When I think back on the first eighteen years of my life, few moments stand out more than four weeks in the summer of 2010. I was blessed with the opportunity of a lifetime as a volunteer at a special needs foster home in China. The foster home in which I volunteered is named for the parable of the boy throwing the starfish one by one into the ocean, rescuing them and giving them a second chance at life, knowing he probably couldn’t save them all. I believe life is about the individual. When I think about how I can make a difference to just one person, it makes the task seem simpler. I fell in love with those babies one at a time as I served them in whatever capacity I could, be it feeding them or taking them on walks or cuddling with them and singing to them. One at a time my babies received necessary surgeries on their hearts or lips. Eventually, one at a time, they will be adopted. One by one, they soften a person’s heart until it’s so weak it feels like it might fall out. My favorite parable is about a young man who claims to have the most beautiful heart because it’s perfectly whole. An old man comes along whose heart has big gauges where pieces are missing and rough edges where pieces have been placed in the holes. The old man claims to have the most beautiful heart because the holes are where he has given a piece of his heart to someone else and the rough edges are pieces others have given him. I left big chunks of my heart with my little ones in China, but my heart is more beautiful because of the little pieces they shared with me.

The love we shared would never have been found in the orphanages where they spent their earliest days. The foster home gave them a second chance where they could learn and grow and prepare for their third chance with a family all their own who will love them as much as I did and more.

One particular morning, the orphanage employees arrived with six new babies they had asked us to look after. I was handed a tiny little girl. We were told that, unlike the others, she had no special need; yet as I held her in my arms, she sounded like Darth Vader and looked like the mostly dead Voldemort from the fourth Harry Potter movie. Each cough seemed to shake her entire body. We tried breathing treatments and every household medicine available. To my dismay, each new method only provided a brief moment of calm for this sweet baby girl. She would just begin to fall asleep or start eating and then a fresh round of sobs would begin.

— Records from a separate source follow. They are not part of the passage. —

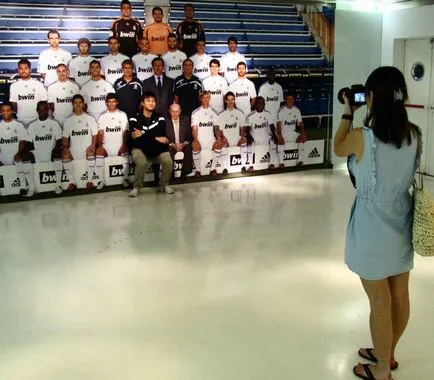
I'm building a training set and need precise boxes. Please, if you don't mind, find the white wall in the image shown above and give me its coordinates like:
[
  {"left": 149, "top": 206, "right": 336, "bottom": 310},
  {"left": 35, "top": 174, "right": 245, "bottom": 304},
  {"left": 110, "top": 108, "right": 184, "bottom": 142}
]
[
  {"left": 381, "top": 5, "right": 434, "bottom": 65},
  {"left": 332, "top": 8, "right": 383, "bottom": 167}
]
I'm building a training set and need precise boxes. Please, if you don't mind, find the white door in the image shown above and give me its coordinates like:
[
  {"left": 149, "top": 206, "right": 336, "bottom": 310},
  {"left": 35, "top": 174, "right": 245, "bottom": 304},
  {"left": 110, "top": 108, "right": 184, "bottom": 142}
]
[{"left": 403, "top": 38, "right": 434, "bottom": 175}]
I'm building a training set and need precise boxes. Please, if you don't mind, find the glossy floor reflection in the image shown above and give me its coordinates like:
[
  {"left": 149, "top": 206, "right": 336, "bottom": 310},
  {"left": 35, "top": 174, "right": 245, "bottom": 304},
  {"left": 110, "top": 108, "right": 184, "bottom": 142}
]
[{"left": 0, "top": 171, "right": 434, "bottom": 380}]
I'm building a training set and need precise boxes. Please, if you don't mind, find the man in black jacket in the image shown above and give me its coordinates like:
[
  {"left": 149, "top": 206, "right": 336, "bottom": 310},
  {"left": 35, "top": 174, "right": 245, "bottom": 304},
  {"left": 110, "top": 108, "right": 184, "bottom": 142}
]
[{"left": 129, "top": 92, "right": 174, "bottom": 197}]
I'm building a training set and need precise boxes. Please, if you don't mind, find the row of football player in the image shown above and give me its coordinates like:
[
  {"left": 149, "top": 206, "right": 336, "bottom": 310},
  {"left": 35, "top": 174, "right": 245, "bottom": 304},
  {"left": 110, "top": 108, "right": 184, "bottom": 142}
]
[
  {"left": 9, "top": 57, "right": 292, "bottom": 132},
  {"left": 37, "top": 30, "right": 247, "bottom": 87},
  {"left": 110, "top": 0, "right": 205, "bottom": 57},
  {"left": 0, "top": 91, "right": 306, "bottom": 196}
]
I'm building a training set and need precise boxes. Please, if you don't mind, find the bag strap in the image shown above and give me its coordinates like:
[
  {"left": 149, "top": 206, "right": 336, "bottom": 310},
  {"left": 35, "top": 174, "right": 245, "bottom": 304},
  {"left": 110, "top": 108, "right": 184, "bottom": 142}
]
[{"left": 413, "top": 126, "right": 423, "bottom": 189}]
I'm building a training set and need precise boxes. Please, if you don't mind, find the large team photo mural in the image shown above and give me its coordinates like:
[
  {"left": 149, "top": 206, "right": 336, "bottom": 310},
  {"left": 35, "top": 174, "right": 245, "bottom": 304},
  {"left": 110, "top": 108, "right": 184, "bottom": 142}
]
[{"left": 0, "top": 0, "right": 334, "bottom": 202}]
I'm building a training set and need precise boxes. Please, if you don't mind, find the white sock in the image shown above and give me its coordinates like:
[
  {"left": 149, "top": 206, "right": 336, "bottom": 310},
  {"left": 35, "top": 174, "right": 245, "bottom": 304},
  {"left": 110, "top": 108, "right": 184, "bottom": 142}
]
[
  {"left": 63, "top": 160, "right": 76, "bottom": 185},
  {"left": 53, "top": 159, "right": 63, "bottom": 186},
  {"left": 23, "top": 162, "right": 35, "bottom": 190},
  {"left": 193, "top": 152, "right": 201, "bottom": 172},
  {"left": 277, "top": 145, "right": 285, "bottom": 165},
  {"left": 240, "top": 144, "right": 248, "bottom": 166},
  {"left": 246, "top": 145, "right": 254, "bottom": 167},
  {"left": 173, "top": 152, "right": 184, "bottom": 178},
  {"left": 221, "top": 148, "right": 228, "bottom": 170},
  {"left": 87, "top": 156, "right": 95, "bottom": 183},
  {"left": 270, "top": 141, "right": 277, "bottom": 166},
  {"left": 122, "top": 154, "right": 131, "bottom": 181},
  {"left": 14, "top": 161, "right": 27, "bottom": 190},
  {"left": 298, "top": 143, "right": 306, "bottom": 162},
  {"left": 211, "top": 149, "right": 222, "bottom": 170},
  {"left": 95, "top": 156, "right": 104, "bottom": 182}
]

After twenty four hours of this, we had to send her to the hospital. About six’o’clock that night, we received word that she was gone…dead. Our hearts were broken, still we held tight to a glimmer of hope. Later, a phone call relieved all our greatest fears. Within a few weeks, our little girl was back at the foster home. She is improving everyday; eating more and growing bigger and stronger. When I think that precious Celine was abandoned by her mother, slowly dying in an orphanage, afforded a second chance at the foster home, near death in the hospital, and is now on the road to adoption, I can’t help but feel that every human deserves not only a second or third chance, but every opportunity to live the best life possible.

Back in reality, I know life isn’t that simple. Still, I will never forget the lessons learned from those infants. I was once a little girl with asthma who got a second chance and spent the next nine years as a ballet dancer. I want to be an Occupational Therapist when I graduate from school. My hope is to provide a second chance for children like Celine and my other Starfish babies to be able to do what they want to do just as I did. As one person I will make a difference in the lives of others one at a time.